The student organisation Bangladesh Chhatra League, which is allied to the ruling party, clashed with the protesting students on some campuses, including at Dhaka University.

Prime minister promises change

As violence escalated, a 20-member delegation met with government representatives early in the week. On Wednesday Sheikh Hasina announced in parliament that government job quotas would be scrapped.

“The quota system will be abolished,” she said, but described the protests as “irrational”.

Agitating students returned home on Wednesday evening after the announcement.

Rashed Khan, joint convener of Bangladesh Sadharon Chhatra Odhikar Songrokhon Parishad – Action Council for General Students' Rights – the main protest organiser, told University World News: “We have decided to postpone our movement as Prime Minister Sheikh Hasina announced that there will be no quotas in government jobs.”

Support for change

Shoeb Abdullah, a political science student at Dhaka University who supports the quota reform movement, said students are demanding reform of the system, not its abolition. “Yet we welcome this announcement and we will wait until the gazette notification from the government,” he told University World News.

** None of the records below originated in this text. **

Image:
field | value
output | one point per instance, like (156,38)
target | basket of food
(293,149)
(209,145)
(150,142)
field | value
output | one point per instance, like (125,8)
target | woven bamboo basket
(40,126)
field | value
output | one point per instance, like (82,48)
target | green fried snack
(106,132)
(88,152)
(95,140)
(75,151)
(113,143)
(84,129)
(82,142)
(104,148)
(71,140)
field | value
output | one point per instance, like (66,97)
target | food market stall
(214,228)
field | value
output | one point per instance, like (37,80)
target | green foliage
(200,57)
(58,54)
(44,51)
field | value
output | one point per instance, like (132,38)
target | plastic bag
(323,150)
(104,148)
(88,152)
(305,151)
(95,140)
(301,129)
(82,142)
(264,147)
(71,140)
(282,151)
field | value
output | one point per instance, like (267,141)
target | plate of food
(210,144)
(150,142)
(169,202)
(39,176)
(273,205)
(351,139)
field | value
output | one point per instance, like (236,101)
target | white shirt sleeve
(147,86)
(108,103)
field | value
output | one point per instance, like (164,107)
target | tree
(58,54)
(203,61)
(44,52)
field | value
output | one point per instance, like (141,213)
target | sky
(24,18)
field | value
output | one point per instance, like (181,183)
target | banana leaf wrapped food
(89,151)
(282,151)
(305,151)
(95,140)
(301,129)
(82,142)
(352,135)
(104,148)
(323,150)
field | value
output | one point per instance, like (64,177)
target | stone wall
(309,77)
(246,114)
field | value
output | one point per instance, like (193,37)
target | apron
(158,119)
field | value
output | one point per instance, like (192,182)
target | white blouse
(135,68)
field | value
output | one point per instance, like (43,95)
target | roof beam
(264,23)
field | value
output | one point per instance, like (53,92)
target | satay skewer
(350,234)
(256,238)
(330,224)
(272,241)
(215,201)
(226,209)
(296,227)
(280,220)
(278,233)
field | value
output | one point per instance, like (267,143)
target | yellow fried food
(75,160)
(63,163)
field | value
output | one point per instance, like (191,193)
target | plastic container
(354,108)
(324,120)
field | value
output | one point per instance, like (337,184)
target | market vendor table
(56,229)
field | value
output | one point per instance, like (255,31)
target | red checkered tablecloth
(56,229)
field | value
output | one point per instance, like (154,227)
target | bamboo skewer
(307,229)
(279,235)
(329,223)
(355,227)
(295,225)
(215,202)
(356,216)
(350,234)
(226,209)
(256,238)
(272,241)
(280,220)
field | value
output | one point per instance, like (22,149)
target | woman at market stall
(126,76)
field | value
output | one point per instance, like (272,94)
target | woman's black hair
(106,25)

He expressed concern, however, over police cases filed against some students – who have not been identified – during the clashes.

Many academics also support reform of the quota system. Renowned Bangladeshi writer Muhammed Zafar Iqbal said last Monday that the demand for quota reform was “logical”.

Former cabinet secretary Akbar Ali Khan said reservations for freedom fighters should be reviewed. In his view this quota was contrary to the country's constitution.

The quota system was first introduced in 1972 during the tenure of Prime Minister Sheikh Hasina's father, Sheikh Mujibur Rahman, the iconic leader of Bangladesh's independence movement.

Some changes were introduced in 1997, expanding the quotas to include the offspring of freedom fighters. If jobs could not be filled from this group, the posts designated for them would be kept vacant.